Groupe de mots difficiles à articuler, assemblés dans un but ludique ou pour servir d’exercice d’élocution : Répétez ce virelangue : « Il reste treize fraises fraîches. ».

Jeux 18 : rétroacronymie

Il existe une quantité impressionnante de sigles. Parfois, un même sigle désigne des dizaines de dénominations différentes. C’est l’occasion de jouer avec les lettres. Trouvez un sigle, détaillez ses caractéristiques principales et inventez une nouvelle signification.

SNCF Sans nous les cafés ferment
ANPE Ah non, pas eux !
BCBG Beau cul belle gueule
FMI Femme de ménage incluse

Jeux 17: boustrophédon, transduction…

Je termine cette série de jeux tirée du livre de Sébastien Bailly: « Jouez avec les mots ».

Boustrophédon

On qualifie de « boustrophédon » le tracé d’un système d’écriture qui change alternativement de sens ligne après ligne, à la manière du bœuf marquant les sillons dans les champs, de droite à gauche puis de gauche à droite.

Nagrom ruojnob => bonjour Morgan

Cacographie

La « cacographie » est un désordre au niveau sonore, alors pourquoi pas un désordre de l’écriture. Il s’agit d’écrire chaque mot avec une faute d’orthographe. Chaque terme utilisé ne doit pas être repris dans le dictionnaire. Cela suppose de bien connaître les mots et, à défaut, d’aller vérifier au dictionnaire.

Feites unne fôte d’ortografe a chacque mo, s’aist fassile !

On peut également procéder de la même façon mais en remplaçant chaque mot par un autre de la même sonorité.

Y faux camp m’aime fer attends scions[¹]

Transduction

La « transduction » consiste à remplacer les mots signifiant d’un texte par d’autres mots, qui appartiennent tous au même domaine.

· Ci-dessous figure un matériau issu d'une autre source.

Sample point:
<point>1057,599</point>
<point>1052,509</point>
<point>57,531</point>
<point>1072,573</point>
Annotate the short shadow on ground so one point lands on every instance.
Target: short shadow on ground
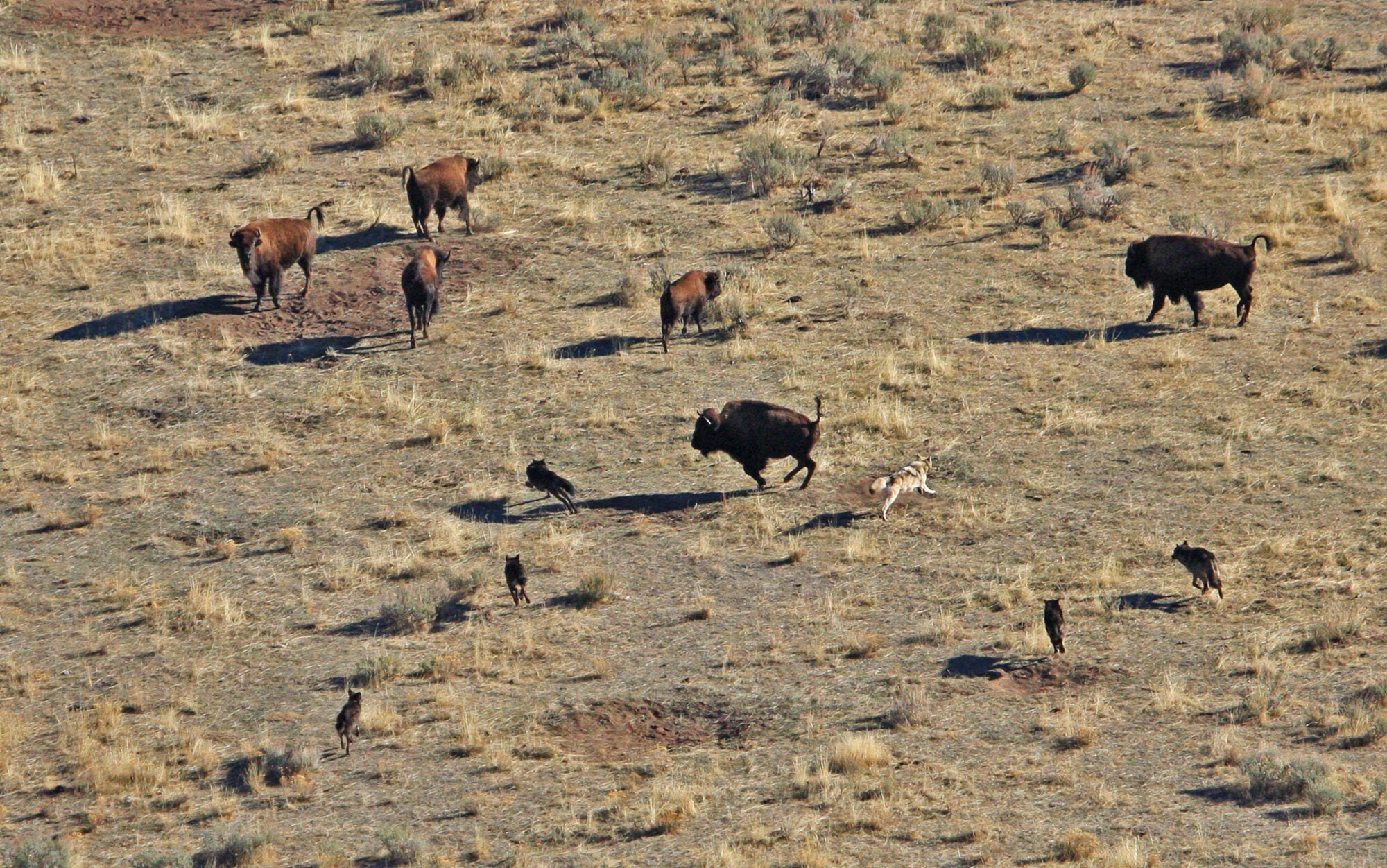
<point>822,521</point>
<point>1060,336</point>
<point>598,347</point>
<point>499,511</point>
<point>1149,601</point>
<point>314,349</point>
<point>1377,350</point>
<point>150,315</point>
<point>361,239</point>
<point>981,666</point>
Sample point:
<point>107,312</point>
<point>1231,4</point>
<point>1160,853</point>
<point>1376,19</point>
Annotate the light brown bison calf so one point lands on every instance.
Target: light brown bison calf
<point>439,186</point>
<point>1182,267</point>
<point>421,284</point>
<point>683,302</point>
<point>268,248</point>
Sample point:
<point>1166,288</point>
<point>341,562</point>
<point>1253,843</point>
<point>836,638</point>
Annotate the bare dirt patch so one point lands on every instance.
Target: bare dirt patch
<point>1024,676</point>
<point>617,729</point>
<point>142,19</point>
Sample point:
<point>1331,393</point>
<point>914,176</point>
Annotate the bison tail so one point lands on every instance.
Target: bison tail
<point>318,210</point>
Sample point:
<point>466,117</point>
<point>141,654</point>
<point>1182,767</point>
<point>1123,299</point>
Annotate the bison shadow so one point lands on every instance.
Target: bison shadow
<point>499,511</point>
<point>314,349</point>
<point>600,347</point>
<point>1146,601</point>
<point>1063,336</point>
<point>840,519</point>
<point>1377,349</point>
<point>361,239</point>
<point>223,304</point>
<point>979,666</point>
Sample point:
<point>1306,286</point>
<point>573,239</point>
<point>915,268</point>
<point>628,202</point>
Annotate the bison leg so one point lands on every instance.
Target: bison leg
<point>754,469</point>
<point>804,462</point>
<point>1245,302</point>
<point>1157,303</point>
<point>1198,306</point>
<point>275,281</point>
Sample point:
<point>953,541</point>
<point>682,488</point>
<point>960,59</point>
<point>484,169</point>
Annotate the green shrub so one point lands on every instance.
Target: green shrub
<point>990,98</point>
<point>999,178</point>
<point>493,166</point>
<point>727,66</point>
<point>1096,200</point>
<point>936,30</point>
<point>403,847</point>
<point>1313,53</point>
<point>163,860</point>
<point>768,163</point>
<point>304,24</point>
<point>234,848</point>
<point>1359,253</point>
<point>378,130</point>
<point>815,76</point>
<point>1359,157</point>
<point>1117,157</point>
<point>786,231</point>
<point>1246,48</point>
<point>40,853</point>
<point>289,763</point>
<point>640,56</point>
<point>754,53</point>
<point>266,162</point>
<point>933,213</point>
<point>829,21</point>
<point>1274,779</point>
<point>375,672</point>
<point>411,611</point>
<point>593,590</point>
<point>1083,76</point>
<point>1268,19</point>
<point>980,51</point>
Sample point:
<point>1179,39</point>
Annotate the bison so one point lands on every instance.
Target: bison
<point>439,186</point>
<point>1182,267</point>
<point>268,248</point>
<point>683,302</point>
<point>421,284</point>
<point>754,432</point>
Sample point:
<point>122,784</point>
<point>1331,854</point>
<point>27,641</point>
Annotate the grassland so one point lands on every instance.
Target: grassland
<point>214,522</point>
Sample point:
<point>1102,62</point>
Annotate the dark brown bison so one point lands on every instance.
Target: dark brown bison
<point>754,432</point>
<point>1182,267</point>
<point>421,284</point>
<point>439,186</point>
<point>683,302</point>
<point>268,248</point>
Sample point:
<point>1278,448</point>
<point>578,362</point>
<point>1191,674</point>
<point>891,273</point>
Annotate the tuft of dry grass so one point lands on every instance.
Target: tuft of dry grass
<point>854,755</point>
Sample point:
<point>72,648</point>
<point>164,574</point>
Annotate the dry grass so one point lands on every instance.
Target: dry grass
<point>218,521</point>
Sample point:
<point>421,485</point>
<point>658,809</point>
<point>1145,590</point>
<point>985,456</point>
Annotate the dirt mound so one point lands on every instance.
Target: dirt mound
<point>141,19</point>
<point>1046,676</point>
<point>614,729</point>
<point>1024,676</point>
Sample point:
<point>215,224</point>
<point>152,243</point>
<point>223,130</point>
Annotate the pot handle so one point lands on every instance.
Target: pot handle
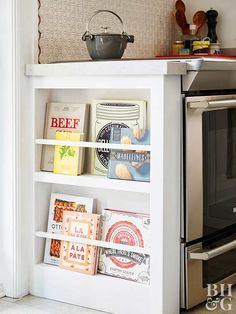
<point>88,33</point>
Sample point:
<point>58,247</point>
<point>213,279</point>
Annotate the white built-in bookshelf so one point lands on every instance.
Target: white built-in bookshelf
<point>160,197</point>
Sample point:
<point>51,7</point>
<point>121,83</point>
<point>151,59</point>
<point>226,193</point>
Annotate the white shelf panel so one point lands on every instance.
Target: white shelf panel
<point>93,144</point>
<point>92,181</point>
<point>98,243</point>
<point>100,292</point>
<point>108,68</point>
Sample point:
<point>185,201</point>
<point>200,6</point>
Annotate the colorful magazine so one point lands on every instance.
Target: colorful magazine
<point>129,229</point>
<point>58,204</point>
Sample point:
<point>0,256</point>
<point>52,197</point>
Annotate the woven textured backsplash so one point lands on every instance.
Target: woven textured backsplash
<point>63,22</point>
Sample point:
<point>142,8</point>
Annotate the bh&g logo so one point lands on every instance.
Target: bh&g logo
<point>224,297</point>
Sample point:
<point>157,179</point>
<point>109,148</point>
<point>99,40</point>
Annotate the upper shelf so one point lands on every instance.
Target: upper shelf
<point>108,68</point>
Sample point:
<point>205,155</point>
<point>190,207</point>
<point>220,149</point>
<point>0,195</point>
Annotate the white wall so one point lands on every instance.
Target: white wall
<point>226,27</point>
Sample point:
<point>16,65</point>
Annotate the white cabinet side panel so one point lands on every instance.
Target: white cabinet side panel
<point>7,244</point>
<point>171,194</point>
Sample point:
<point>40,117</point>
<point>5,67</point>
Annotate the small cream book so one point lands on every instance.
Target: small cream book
<point>69,117</point>
<point>78,257</point>
<point>58,204</point>
<point>68,160</point>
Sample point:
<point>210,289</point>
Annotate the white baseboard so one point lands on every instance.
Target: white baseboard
<point>2,292</point>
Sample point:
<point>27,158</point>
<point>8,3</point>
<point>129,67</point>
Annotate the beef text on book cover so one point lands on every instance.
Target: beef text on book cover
<point>68,117</point>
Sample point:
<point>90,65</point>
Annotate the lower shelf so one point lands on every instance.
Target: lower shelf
<point>99,292</point>
<point>92,181</point>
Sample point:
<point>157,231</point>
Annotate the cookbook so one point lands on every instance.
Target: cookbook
<point>62,117</point>
<point>75,256</point>
<point>130,229</point>
<point>58,204</point>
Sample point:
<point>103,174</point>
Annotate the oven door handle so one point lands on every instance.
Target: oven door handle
<point>214,104</point>
<point>207,255</point>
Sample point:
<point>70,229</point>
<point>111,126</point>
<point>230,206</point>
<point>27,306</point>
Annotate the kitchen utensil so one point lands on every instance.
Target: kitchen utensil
<point>182,22</point>
<point>199,19</point>
<point>180,6</point>
<point>106,45</point>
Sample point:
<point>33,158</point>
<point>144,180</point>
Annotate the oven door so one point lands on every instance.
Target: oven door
<point>210,179</point>
<point>207,263</point>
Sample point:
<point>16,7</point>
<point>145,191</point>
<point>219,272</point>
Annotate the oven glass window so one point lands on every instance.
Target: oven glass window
<point>219,267</point>
<point>219,169</point>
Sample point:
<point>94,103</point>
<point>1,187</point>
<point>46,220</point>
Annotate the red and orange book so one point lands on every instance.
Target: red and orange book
<point>75,256</point>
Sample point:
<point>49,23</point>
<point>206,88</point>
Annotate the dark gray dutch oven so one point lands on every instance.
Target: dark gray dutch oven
<point>106,45</point>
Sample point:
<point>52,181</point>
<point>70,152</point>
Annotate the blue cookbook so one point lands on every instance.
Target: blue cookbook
<point>129,164</point>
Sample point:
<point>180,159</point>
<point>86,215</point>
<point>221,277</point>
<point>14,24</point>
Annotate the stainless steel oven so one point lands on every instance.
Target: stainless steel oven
<point>209,222</point>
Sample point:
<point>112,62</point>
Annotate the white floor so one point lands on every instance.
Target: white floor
<point>34,305</point>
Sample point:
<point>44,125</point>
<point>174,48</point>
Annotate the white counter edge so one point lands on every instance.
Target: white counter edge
<point>108,68</point>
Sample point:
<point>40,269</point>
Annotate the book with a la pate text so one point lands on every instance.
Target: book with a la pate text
<point>68,117</point>
<point>68,159</point>
<point>75,256</point>
<point>58,204</point>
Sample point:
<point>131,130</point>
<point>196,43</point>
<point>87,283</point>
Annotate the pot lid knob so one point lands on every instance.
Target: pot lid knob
<point>105,28</point>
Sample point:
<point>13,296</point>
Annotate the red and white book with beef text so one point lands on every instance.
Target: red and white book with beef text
<point>67,117</point>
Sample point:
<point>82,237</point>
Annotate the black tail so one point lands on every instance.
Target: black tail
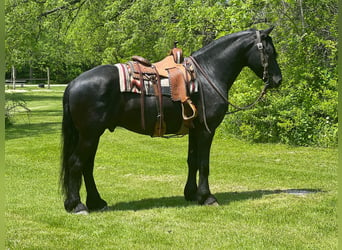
<point>69,142</point>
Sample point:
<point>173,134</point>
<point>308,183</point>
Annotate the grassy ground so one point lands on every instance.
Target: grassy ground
<point>142,180</point>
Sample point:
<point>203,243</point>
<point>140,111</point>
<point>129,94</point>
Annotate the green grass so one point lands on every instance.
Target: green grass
<point>142,180</point>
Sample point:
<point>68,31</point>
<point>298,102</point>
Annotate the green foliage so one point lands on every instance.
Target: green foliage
<point>304,110</point>
<point>71,36</point>
<point>145,192</point>
<point>13,105</point>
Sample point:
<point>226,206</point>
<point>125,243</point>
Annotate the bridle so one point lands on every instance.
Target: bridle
<point>265,76</point>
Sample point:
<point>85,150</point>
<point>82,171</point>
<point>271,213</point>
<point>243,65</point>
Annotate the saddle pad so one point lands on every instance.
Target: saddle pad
<point>129,84</point>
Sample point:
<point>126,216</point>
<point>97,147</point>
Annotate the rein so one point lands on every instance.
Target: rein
<point>264,62</point>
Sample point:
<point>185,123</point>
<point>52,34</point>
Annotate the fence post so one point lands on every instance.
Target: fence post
<point>13,76</point>
<point>48,76</point>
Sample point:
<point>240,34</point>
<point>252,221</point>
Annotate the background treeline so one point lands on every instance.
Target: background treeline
<point>72,36</point>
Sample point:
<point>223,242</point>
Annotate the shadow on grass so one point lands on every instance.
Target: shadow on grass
<point>223,198</point>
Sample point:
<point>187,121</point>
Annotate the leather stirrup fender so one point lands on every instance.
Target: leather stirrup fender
<point>189,110</point>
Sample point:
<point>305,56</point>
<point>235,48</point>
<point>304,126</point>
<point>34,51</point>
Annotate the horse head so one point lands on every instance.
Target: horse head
<point>262,58</point>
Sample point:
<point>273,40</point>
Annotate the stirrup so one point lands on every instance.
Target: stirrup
<point>189,107</point>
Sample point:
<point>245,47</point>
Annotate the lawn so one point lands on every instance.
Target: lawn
<point>142,180</point>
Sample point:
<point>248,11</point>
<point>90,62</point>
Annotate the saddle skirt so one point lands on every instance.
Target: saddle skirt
<point>130,80</point>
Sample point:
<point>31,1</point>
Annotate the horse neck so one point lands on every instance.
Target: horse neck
<point>224,60</point>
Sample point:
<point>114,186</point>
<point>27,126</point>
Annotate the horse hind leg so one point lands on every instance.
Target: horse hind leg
<point>81,163</point>
<point>94,200</point>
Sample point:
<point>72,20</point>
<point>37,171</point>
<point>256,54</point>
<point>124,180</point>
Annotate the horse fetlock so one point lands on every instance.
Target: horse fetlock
<point>96,204</point>
<point>71,204</point>
<point>190,192</point>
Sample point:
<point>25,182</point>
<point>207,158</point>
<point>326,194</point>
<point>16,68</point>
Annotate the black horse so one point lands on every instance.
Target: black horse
<point>93,103</point>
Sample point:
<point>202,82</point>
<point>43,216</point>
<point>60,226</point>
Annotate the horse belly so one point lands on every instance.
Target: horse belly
<point>131,114</point>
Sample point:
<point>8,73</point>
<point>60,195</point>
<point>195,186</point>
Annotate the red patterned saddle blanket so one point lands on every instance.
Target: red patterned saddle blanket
<point>171,76</point>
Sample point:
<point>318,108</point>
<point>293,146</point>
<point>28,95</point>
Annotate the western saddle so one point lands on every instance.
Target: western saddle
<point>179,75</point>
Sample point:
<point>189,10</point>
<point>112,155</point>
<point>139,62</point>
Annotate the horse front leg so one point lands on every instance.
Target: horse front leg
<point>190,190</point>
<point>198,159</point>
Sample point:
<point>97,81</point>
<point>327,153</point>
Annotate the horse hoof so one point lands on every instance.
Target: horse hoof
<point>211,201</point>
<point>81,209</point>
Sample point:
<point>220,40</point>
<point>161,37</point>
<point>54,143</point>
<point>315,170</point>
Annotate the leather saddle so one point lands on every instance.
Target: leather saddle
<point>171,67</point>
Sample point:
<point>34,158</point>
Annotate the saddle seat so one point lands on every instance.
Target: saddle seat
<point>173,69</point>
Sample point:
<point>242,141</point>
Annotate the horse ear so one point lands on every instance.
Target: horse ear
<point>266,32</point>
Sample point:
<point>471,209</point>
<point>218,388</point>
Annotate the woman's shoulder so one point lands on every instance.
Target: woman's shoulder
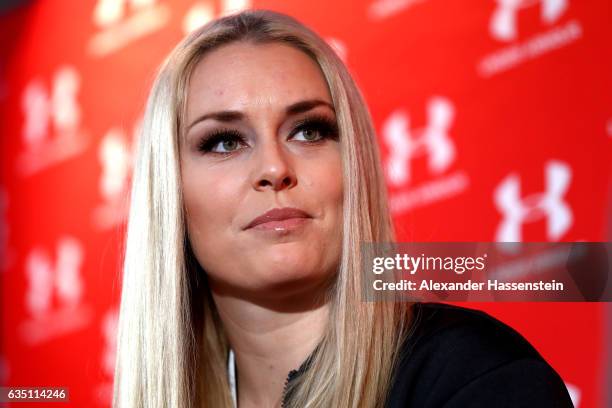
<point>460,357</point>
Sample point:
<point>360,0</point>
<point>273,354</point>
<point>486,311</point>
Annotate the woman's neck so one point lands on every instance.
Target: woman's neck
<point>268,342</point>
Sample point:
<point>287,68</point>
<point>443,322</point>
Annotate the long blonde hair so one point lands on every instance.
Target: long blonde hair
<point>171,348</point>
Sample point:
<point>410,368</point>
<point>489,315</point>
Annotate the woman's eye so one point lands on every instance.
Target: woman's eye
<point>315,130</point>
<point>309,134</point>
<point>222,142</point>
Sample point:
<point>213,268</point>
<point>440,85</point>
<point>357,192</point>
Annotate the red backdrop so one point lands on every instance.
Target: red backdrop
<point>499,114</point>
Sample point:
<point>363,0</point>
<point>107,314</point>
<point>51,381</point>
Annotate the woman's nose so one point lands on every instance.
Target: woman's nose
<point>274,169</point>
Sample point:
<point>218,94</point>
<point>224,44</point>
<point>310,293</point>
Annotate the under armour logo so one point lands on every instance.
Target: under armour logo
<point>203,12</point>
<point>60,108</point>
<point>405,144</point>
<point>45,278</point>
<point>549,205</point>
<point>116,160</point>
<point>503,24</point>
<point>52,131</point>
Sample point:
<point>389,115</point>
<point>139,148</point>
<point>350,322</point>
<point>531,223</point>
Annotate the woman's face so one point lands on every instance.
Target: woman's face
<point>261,135</point>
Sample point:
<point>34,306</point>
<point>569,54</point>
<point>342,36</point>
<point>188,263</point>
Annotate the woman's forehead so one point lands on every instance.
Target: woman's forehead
<point>243,76</point>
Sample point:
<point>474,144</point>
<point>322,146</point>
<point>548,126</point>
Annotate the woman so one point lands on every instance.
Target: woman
<point>257,178</point>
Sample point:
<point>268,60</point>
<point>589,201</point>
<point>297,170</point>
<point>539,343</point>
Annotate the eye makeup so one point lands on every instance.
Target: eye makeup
<point>326,128</point>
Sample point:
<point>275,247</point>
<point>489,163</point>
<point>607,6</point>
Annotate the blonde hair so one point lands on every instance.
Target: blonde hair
<point>171,349</point>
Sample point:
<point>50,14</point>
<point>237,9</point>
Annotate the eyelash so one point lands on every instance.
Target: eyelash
<point>327,129</point>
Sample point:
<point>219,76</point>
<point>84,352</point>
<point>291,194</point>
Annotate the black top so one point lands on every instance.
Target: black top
<point>456,357</point>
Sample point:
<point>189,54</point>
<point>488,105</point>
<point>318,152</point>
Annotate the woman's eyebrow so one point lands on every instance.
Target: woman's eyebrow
<point>293,109</point>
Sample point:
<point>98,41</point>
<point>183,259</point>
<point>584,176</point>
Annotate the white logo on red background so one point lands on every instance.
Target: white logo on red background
<point>549,205</point>
<point>116,156</point>
<point>503,25</point>
<point>202,12</point>
<point>434,143</point>
<point>109,352</point>
<point>54,293</point>
<point>123,22</point>
<point>51,131</point>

Ainsi, on pourra réécrire La cigale et la fourmi en utilisant le vocabulaire médical.

Le malade et le médecin
Le malade ayant toussé tout l’été
Se trouva fort enrhumé
Quand la grippe fut venue…

Pi

Certainement que le nombre pi (π) vous rappelle des souvenirs d’école. Ce nombre, dont les décimales sont infinies, sert de base à une écriture sous contrainte. Prenez la valeur de pi (3,141 592…) et formez un texte, si possible cohérent, Chaque mot comporte le même nombre de lettres que celui du nombre en question. Autrement dit, le premier mot de votre chef-d’œuvre sera toujours de 3 lettres, le suivant d’une seule lettre, ensuite de quatre, etc. À vous de définir ensuite sa longueur.

Caviardage

Le « caviardage » est une pratique du temps des tsars de Russie. À des fins de censure, certains passages de texte étaient tout bonnement noircis à l’encre noire. Cette pratique a donné caviardage en rapport à la couleur et de l’origine.

Le jeu consiste à récupérer un texte connu et le caviarder selon ses envies. Les coupes peuvent être discrètes pour conserver l’idée originale de l’auteur ou plus sévères pour dénaturer volontairement le sens.

Mozin

« Mozin » est la contraction de deux termes : mots imposés. Le jeu consiste à imposer un certain nombre de mots incongrus dans un sujet particulier. Le concept est fort prisé dans les émissions radiophoniques. Par exemple, le participant doit annoncer une demande en mariage à sa belle et intégrer dans la conversation les mots « canasson, pittoresque, mensonge ». Le genre Cauet, et son caractère provocateur, impose l’insulte. On peut toujours les remplacer par des compliments, c’est tellement plus convivial.

Boule de neige

La boule de neige dévale la pente et grossit au fur et à mesure de son trajet. Dans la même idée, le jeu consiste à écrire une phrase avec un premier mot de x-lettre(s) et d’incrémenter d’une lettre le mot suivant.

À la fin nous avons usurpé souvent quatorze splendides réputations.

On peut augmenter la difficulté en faisant l’exercice inverse : en ordre décroissant. Une autre variante consiste à remplacer le nombre de lettre par des syllabes à l’image de Victor Hugo.

Écholalie

Poème dans lequel le dernier mot ou les dernières syllabes du vers sont répétés au début du vers suivant, comme un écho. Ci-dessous, un poème de Joachim du Bellay.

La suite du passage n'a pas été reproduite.